Get rid of junk partitions in a USB falsh drive

I used to use a USB flash drive to install Windows or Linux to my machines. After I used a USB flash drive several times, something went wrong. One time after I put Linux (Ubuntu) to the drive, my machine refused to boot from it. Under Windows condition, I only get 1.78GB when I formated it even though it is a 2GB flash drive. I use my Xubuntu machine to look at the flash drive. I can read files in its partition with 1.78GB space. I knew something wrong in its partition table. I was intended to use fdisk to repartition it. Somehow I could not apply fdisk to the drive. In my case, it is /dev/sdb. fdisk could not work on that device.

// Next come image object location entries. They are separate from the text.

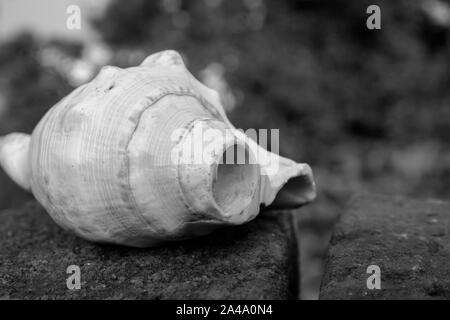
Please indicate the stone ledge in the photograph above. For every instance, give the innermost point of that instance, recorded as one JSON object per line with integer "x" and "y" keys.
{"x": 253, "y": 261}
{"x": 408, "y": 239}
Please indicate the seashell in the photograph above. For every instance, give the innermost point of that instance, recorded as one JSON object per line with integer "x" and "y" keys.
{"x": 112, "y": 161}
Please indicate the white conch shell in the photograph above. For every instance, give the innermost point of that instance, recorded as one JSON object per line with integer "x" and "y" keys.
{"x": 105, "y": 161}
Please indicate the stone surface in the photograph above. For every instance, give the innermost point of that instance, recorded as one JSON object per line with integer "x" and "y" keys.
{"x": 253, "y": 261}
{"x": 408, "y": 239}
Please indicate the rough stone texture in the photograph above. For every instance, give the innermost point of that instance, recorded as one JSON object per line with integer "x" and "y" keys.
{"x": 408, "y": 239}
{"x": 253, "y": 261}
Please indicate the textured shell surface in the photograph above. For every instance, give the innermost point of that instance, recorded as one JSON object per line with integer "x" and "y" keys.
{"x": 101, "y": 161}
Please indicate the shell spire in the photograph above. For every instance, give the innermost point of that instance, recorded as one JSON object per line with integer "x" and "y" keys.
{"x": 139, "y": 157}
{"x": 14, "y": 158}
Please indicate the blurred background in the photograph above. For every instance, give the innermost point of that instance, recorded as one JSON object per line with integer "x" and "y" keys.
{"x": 368, "y": 109}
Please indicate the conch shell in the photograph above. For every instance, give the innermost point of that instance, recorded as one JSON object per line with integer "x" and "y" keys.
{"x": 108, "y": 161}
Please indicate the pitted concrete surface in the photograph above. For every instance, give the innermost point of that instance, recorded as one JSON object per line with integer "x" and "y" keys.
{"x": 407, "y": 239}
{"x": 253, "y": 261}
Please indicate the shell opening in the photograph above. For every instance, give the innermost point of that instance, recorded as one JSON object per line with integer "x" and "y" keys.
{"x": 235, "y": 181}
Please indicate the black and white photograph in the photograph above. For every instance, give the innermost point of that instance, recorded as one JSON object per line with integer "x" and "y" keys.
{"x": 224, "y": 155}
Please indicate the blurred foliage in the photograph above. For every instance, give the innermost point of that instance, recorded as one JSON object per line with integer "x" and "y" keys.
{"x": 368, "y": 109}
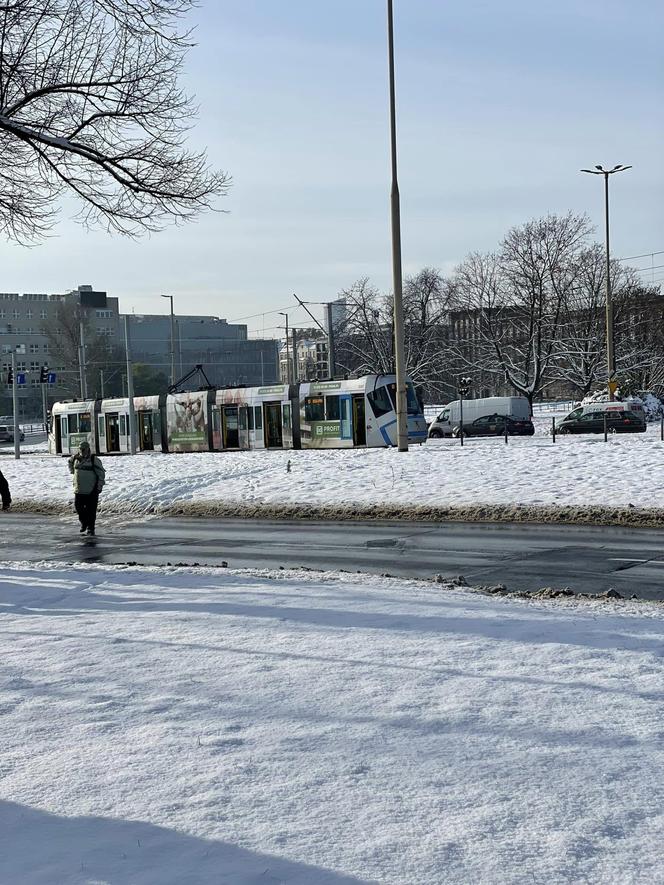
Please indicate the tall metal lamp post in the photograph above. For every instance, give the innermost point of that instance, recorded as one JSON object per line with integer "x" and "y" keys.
{"x": 172, "y": 339}
{"x": 399, "y": 349}
{"x": 610, "y": 356}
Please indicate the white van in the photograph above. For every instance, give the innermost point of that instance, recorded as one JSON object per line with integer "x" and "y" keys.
{"x": 448, "y": 423}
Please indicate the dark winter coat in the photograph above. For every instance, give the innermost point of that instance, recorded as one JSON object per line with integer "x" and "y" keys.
{"x": 4, "y": 492}
{"x": 88, "y": 473}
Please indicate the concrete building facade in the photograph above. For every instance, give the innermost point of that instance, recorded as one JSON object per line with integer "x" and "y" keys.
{"x": 227, "y": 355}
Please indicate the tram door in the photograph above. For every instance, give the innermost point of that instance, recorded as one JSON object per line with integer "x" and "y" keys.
{"x": 145, "y": 434}
{"x": 244, "y": 426}
{"x": 112, "y": 432}
{"x": 345, "y": 410}
{"x": 273, "y": 431}
{"x": 359, "y": 421}
{"x": 230, "y": 428}
{"x": 64, "y": 433}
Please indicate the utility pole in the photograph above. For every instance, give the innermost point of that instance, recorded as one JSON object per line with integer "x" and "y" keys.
{"x": 331, "y": 355}
{"x": 295, "y": 359}
{"x": 130, "y": 390}
{"x": 610, "y": 355}
{"x": 44, "y": 387}
{"x": 399, "y": 348}
{"x": 81, "y": 360}
{"x": 17, "y": 431}
{"x": 287, "y": 349}
{"x": 172, "y": 339}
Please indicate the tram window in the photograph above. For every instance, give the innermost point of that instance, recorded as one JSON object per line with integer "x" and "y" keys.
{"x": 380, "y": 401}
{"x": 331, "y": 408}
{"x": 79, "y": 423}
{"x": 314, "y": 408}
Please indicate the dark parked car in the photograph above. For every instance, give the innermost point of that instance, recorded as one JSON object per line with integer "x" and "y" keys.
{"x": 620, "y": 418}
{"x": 494, "y": 425}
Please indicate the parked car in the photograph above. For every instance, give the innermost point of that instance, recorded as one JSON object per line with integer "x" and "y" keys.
{"x": 7, "y": 433}
{"x": 448, "y": 421}
{"x": 620, "y": 418}
{"x": 494, "y": 425}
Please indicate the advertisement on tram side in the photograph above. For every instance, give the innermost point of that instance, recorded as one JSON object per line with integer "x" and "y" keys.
{"x": 186, "y": 418}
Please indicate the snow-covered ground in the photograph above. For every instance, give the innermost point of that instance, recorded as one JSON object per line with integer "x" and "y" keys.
{"x": 167, "y": 727}
{"x": 627, "y": 471}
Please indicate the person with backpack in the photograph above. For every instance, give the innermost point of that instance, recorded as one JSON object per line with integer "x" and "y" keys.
{"x": 89, "y": 477}
{"x": 4, "y": 492}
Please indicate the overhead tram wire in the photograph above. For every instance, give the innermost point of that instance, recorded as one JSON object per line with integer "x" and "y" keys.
{"x": 645, "y": 255}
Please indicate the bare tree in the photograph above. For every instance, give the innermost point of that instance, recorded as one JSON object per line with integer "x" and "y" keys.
{"x": 581, "y": 357}
{"x": 365, "y": 340}
{"x": 90, "y": 105}
{"x": 508, "y": 305}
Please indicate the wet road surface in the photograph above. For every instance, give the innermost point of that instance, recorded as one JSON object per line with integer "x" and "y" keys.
{"x": 523, "y": 557}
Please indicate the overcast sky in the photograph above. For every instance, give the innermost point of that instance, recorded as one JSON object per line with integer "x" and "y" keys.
{"x": 499, "y": 106}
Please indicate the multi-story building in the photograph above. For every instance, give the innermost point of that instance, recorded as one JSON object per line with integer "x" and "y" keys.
{"x": 311, "y": 360}
{"x": 24, "y": 320}
{"x": 225, "y": 352}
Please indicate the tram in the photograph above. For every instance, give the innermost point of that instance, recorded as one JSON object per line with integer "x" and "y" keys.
{"x": 345, "y": 414}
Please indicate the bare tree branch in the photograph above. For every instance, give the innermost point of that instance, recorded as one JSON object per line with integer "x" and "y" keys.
{"x": 90, "y": 104}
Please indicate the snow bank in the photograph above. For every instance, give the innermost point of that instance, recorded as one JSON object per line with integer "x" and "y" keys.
{"x": 575, "y": 479}
{"x": 169, "y": 726}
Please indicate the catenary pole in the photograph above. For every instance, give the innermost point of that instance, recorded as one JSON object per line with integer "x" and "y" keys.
{"x": 17, "y": 432}
{"x": 130, "y": 390}
{"x": 610, "y": 352}
{"x": 331, "y": 355}
{"x": 399, "y": 348}
{"x": 172, "y": 339}
{"x": 81, "y": 360}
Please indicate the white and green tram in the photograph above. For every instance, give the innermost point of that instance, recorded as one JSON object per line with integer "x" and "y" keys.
{"x": 334, "y": 414}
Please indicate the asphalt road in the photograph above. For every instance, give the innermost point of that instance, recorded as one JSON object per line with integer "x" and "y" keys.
{"x": 523, "y": 557}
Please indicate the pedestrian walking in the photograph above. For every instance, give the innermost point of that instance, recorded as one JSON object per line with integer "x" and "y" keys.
{"x": 4, "y": 492}
{"x": 89, "y": 477}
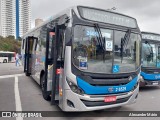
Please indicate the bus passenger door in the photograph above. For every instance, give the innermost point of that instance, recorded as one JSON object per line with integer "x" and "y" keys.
{"x": 28, "y": 54}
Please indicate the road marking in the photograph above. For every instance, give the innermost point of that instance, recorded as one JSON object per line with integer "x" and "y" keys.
{"x": 17, "y": 98}
{"x": 9, "y": 76}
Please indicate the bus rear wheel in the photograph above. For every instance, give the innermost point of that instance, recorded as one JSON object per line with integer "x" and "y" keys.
{"x": 46, "y": 94}
{"x": 4, "y": 61}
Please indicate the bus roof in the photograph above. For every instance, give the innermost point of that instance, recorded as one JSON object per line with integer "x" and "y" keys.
{"x": 150, "y": 36}
{"x": 144, "y": 32}
{"x": 68, "y": 12}
{"x": 6, "y": 52}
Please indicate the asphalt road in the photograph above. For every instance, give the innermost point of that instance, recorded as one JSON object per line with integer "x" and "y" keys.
{"x": 21, "y": 93}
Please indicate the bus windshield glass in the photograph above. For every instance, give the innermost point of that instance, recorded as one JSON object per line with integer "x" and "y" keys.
{"x": 150, "y": 54}
{"x": 89, "y": 54}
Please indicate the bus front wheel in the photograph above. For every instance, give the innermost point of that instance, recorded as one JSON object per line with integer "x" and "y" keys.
{"x": 4, "y": 61}
{"x": 46, "y": 94}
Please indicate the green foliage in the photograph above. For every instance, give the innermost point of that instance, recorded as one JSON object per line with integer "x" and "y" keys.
{"x": 10, "y": 44}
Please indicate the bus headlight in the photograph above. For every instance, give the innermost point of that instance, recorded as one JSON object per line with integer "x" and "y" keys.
{"x": 75, "y": 88}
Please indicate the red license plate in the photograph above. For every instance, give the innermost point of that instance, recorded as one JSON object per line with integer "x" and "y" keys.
{"x": 110, "y": 99}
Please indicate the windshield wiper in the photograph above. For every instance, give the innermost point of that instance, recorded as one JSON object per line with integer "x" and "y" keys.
{"x": 99, "y": 37}
{"x": 151, "y": 50}
{"x": 101, "y": 41}
{"x": 124, "y": 42}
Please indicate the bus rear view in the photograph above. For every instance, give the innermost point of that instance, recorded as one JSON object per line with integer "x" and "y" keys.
{"x": 150, "y": 75}
{"x": 85, "y": 59}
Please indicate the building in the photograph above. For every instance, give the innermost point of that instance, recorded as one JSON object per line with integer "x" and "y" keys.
{"x": 8, "y": 18}
{"x": 15, "y": 17}
{"x": 24, "y": 17}
{"x": 38, "y": 22}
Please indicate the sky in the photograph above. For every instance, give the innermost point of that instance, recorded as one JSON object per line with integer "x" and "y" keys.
{"x": 147, "y": 12}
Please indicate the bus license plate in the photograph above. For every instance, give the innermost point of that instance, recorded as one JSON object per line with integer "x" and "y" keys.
{"x": 110, "y": 99}
{"x": 155, "y": 83}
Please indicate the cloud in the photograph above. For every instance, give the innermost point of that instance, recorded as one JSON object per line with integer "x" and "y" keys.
{"x": 145, "y": 11}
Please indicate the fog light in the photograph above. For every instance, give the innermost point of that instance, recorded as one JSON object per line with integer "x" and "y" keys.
{"x": 70, "y": 104}
{"x": 75, "y": 88}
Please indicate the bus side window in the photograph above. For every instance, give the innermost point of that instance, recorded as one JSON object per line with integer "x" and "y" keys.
{"x": 23, "y": 43}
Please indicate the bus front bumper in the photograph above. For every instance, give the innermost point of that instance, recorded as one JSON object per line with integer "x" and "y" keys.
{"x": 144, "y": 82}
{"x": 75, "y": 102}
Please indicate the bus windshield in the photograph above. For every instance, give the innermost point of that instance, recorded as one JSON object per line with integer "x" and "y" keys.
{"x": 89, "y": 54}
{"x": 150, "y": 57}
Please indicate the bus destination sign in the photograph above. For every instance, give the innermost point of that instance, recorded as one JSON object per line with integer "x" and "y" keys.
{"x": 151, "y": 37}
{"x": 107, "y": 17}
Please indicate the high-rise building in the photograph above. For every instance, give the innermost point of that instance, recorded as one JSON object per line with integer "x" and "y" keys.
{"x": 24, "y": 16}
{"x": 15, "y": 17}
{"x": 7, "y": 17}
{"x": 38, "y": 22}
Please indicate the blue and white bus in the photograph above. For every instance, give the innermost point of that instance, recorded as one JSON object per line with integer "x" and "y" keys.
{"x": 85, "y": 59}
{"x": 150, "y": 74}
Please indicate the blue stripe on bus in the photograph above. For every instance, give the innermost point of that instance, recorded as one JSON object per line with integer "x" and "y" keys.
{"x": 93, "y": 90}
{"x": 150, "y": 77}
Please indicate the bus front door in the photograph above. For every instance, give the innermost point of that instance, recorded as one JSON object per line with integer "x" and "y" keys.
{"x": 28, "y": 54}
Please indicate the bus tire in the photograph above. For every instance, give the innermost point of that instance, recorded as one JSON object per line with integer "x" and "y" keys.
{"x": 4, "y": 61}
{"x": 46, "y": 95}
{"x": 28, "y": 74}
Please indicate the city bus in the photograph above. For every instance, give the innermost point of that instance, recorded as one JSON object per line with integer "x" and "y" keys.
{"x": 6, "y": 57}
{"x": 150, "y": 74}
{"x": 85, "y": 59}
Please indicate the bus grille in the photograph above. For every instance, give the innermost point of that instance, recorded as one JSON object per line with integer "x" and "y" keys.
{"x": 102, "y": 103}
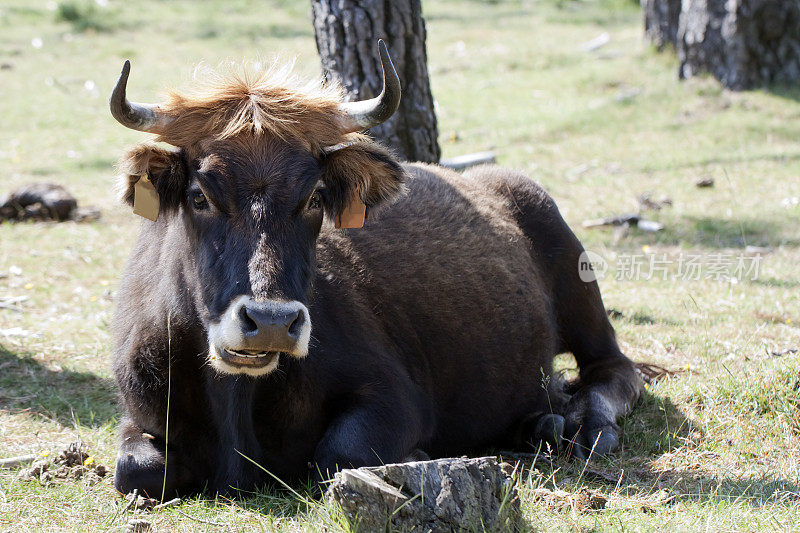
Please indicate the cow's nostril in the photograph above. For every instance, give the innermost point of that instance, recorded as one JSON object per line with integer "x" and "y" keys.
{"x": 296, "y": 327}
{"x": 248, "y": 324}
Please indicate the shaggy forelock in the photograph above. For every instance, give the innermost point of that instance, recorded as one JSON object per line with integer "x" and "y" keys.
{"x": 239, "y": 99}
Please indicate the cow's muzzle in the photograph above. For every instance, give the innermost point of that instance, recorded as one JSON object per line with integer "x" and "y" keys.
{"x": 251, "y": 336}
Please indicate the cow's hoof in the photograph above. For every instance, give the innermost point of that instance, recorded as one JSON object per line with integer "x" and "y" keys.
{"x": 140, "y": 465}
{"x": 590, "y": 429}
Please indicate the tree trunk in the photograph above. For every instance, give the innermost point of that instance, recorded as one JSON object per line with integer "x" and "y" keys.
{"x": 743, "y": 43}
{"x": 347, "y": 32}
{"x": 661, "y": 21}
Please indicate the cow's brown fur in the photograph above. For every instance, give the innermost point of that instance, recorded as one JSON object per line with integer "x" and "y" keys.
{"x": 435, "y": 326}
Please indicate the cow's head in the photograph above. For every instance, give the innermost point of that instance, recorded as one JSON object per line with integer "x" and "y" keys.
{"x": 255, "y": 166}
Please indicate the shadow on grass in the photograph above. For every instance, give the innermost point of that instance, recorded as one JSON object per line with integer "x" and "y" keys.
{"x": 657, "y": 427}
{"x": 67, "y": 397}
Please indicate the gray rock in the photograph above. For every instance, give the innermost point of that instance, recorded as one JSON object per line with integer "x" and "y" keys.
{"x": 443, "y": 495}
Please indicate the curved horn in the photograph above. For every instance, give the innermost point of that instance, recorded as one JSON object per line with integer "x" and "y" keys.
{"x": 365, "y": 114}
{"x": 142, "y": 117}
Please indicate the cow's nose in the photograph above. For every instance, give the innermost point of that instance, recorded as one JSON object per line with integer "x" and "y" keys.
{"x": 270, "y": 325}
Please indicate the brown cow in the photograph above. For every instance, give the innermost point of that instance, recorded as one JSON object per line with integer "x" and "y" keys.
{"x": 434, "y": 326}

Fortunately I had experiences of using LinSpire to do that job. I rebooted my machine by LinSpire CD (v5.0.59). After the system was alive, I opened a terminal window and execute the following commands:

df
# this cammand can help me to find out what is the device name for the flash drive
# I found mine is /dev/sda
umount /mnt/sda4
# sda4 is for my case
# you should check the df output to find out yours
fdisk /dev/sda
# use this tool, I deleted the existing partitions, a total mess
# create new partition and change the system id to fat16 (6)
# then write the partition table to the flash drive

Once the messed up partition table was cleaned, I switched back to Windows and formated the flash drive. Once again, I got 1.91GB space. This is correct space value.

If you encountered similar problem, you may adopt a similar strategy to get it straight.